Para Józef Pinior, um dos grevistas poloneses, ele tornou-se um revolucionário ao “saber que é possível viver de outra forma”. Segundo ele, este pensamento mudou sua vida, pois ele teria então algo pelo que protestar, muito embora ele não soubesse se conseguiria ou não. Porém, isto não era importante.
Quando a revolução perde seu espírito
O filme pensa então no que acontece no fim de uma revolução. É tudo muito bonito de se ver. As pessoas unidas por um ideal. Mas o que acontece depois que se alcança a vitória? Quando a revolução chega ao fim, perde-se o sentimento coletivo e cada um retorna ao seu próprio ego.
A revolução polonesa após um sucesso inicial, foi apagada e destruída pelo estado, enquanto que a revolução iraniana sofreu uma usurpação pela liderança religiosa radical. Isso significa que as revoluções falharam? Elas foram um erro? Que legado elas deixaram? Há do que se orgulhar? São perguntas que podem ter colocação em qualquer revolta em qualquer espaço-tempo.
Se o aumento de 20 centavos nas passagens de ônibus foi impedido em 2013, de lá para cá aconteceram outros aumentos muito acima de 20 centavos, e a situação política só tem descido mais a ladeira. Isso significa o que? O que podemos dizer das pessoas e os ideais de quem protestou?
Reflexão e metáforas
Certamente, as entrevistas não são objetivas como reportagens jornalísticas. Aliás, muitas vezes as pessoas falam através de metáforas e analogias, como a artista Negar Tahsili que fala sobre a inutilidade da burocracia e o poder da repressão ao relatar sua memória de um programa didático que assistia na televisão, ou a comparação da revolução a um trem por um membro da revolução iraniana.
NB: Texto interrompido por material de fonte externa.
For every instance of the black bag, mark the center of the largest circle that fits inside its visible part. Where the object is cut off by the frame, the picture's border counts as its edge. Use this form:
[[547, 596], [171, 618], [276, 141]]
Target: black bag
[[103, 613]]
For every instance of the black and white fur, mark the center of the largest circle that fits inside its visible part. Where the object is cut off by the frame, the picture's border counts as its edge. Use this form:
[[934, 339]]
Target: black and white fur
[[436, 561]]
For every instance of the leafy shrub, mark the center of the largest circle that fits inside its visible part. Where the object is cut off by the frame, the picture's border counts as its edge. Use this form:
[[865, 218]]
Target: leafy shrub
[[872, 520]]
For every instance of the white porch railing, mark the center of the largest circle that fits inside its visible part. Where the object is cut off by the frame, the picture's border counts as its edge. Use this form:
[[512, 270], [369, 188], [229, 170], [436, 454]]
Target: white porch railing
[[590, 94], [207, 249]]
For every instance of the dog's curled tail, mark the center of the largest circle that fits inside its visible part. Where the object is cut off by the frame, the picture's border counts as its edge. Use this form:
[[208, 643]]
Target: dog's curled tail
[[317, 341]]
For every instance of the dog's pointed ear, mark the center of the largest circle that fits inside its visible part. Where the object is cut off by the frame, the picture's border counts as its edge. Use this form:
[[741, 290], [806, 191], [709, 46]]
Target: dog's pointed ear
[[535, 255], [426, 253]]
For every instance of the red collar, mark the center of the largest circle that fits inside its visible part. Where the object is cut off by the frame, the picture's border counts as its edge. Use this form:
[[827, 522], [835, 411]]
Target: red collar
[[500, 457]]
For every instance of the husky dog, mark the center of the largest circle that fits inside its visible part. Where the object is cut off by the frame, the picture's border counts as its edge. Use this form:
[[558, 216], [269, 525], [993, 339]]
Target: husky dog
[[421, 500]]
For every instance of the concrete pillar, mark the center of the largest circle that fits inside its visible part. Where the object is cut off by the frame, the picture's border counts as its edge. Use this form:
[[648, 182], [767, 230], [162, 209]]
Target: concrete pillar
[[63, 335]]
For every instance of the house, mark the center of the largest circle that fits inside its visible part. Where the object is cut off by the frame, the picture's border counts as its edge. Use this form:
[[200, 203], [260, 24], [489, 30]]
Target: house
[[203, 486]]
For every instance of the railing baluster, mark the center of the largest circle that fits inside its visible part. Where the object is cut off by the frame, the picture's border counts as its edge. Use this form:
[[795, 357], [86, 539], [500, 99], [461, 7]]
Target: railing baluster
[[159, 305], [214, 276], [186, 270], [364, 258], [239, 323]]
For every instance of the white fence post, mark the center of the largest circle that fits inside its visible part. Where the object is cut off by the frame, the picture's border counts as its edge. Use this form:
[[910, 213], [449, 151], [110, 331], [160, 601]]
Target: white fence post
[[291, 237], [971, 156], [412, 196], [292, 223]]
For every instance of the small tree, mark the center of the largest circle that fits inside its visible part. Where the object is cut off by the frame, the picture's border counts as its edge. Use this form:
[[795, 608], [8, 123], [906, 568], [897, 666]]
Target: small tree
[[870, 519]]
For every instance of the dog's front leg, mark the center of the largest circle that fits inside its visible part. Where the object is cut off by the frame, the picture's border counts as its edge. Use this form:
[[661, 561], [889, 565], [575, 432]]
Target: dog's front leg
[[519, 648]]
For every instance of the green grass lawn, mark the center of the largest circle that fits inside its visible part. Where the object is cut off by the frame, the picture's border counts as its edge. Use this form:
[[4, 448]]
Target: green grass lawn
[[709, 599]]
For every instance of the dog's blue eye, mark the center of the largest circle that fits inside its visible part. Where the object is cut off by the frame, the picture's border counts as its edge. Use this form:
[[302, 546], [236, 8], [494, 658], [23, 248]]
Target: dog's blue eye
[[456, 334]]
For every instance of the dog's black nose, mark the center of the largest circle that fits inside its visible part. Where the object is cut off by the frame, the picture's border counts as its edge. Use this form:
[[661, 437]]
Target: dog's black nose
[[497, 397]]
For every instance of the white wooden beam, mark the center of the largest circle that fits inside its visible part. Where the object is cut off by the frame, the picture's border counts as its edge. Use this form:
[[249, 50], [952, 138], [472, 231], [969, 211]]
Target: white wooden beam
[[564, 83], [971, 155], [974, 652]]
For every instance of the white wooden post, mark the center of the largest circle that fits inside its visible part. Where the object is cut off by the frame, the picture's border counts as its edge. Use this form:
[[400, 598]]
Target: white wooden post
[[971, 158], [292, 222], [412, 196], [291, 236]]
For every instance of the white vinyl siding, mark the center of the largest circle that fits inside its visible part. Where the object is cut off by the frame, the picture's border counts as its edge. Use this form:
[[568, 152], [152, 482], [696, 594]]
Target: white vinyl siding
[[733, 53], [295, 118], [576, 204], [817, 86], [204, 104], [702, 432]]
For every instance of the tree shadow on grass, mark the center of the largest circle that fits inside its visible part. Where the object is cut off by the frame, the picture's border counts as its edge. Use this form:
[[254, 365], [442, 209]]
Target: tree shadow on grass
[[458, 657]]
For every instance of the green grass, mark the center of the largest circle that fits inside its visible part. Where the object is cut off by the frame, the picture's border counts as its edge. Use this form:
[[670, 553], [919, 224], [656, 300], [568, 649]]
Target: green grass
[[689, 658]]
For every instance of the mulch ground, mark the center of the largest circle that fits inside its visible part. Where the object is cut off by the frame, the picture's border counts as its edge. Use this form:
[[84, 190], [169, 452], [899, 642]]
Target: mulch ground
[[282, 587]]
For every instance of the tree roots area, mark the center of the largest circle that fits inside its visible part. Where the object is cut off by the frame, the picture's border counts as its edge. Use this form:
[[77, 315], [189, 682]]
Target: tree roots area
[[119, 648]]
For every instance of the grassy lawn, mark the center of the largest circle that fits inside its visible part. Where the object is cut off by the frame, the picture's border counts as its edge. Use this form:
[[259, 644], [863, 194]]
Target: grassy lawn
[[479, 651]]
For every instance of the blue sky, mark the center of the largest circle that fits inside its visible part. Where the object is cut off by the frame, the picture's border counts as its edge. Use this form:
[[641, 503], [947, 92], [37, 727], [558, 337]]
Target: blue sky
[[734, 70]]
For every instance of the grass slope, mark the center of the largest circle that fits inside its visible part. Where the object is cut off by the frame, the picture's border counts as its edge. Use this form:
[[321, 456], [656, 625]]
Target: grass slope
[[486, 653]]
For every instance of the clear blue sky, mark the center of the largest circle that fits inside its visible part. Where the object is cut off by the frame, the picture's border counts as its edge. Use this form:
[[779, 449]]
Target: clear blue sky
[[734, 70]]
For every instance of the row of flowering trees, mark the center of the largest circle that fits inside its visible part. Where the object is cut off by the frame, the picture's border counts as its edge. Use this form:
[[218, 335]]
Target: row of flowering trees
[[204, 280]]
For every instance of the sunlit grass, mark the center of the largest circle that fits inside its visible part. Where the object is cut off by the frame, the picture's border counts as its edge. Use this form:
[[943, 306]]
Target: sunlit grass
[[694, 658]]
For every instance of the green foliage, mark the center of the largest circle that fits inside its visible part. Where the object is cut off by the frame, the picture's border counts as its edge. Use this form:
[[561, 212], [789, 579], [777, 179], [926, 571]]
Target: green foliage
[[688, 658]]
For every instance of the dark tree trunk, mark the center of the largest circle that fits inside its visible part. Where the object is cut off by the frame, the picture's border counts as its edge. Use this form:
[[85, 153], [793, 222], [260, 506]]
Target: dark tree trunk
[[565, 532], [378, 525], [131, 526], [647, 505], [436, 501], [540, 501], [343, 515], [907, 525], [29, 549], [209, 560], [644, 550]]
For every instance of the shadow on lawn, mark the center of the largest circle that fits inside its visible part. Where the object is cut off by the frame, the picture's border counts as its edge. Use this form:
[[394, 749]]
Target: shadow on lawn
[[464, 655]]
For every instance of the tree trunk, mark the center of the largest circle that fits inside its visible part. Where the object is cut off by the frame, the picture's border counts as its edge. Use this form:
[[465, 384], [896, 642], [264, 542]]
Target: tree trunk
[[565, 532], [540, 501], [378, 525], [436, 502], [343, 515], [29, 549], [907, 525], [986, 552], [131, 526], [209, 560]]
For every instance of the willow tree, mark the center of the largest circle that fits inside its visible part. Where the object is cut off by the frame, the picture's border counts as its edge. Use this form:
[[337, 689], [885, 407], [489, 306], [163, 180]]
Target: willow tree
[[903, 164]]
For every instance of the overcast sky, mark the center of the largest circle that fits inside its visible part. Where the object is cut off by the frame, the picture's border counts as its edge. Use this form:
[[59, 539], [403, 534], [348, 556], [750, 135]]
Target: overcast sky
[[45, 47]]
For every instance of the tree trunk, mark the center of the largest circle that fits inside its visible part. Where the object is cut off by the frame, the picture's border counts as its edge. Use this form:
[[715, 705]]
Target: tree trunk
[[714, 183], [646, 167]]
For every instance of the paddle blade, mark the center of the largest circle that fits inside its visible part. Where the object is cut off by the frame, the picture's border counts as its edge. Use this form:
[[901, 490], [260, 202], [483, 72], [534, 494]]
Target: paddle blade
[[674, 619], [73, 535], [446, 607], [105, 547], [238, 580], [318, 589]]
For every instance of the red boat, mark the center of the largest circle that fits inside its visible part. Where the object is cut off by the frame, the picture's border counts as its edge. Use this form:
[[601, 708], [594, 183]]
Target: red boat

O Rei Nu não dá respostas, nem apresenta uma conclusão final, mas apresenta uma reflexão de porque as revoluções que começam de forma tão vibrante podem acabar sendo suprimidas ou distorcidas de seus ideais originais, transformando-se no que se combatia.
Afinal, as coisas começam a se acabar, quando os revolucionários viram inimigos da própria revolução ou a repressão vira um meio, assim como era pelo poder que foi derrubado. Cenários onde a repressão política, a perseguição e a corrupção imperam são propícios para revoluções, pois eventualmente as pessoas não acreditam mais no sistema.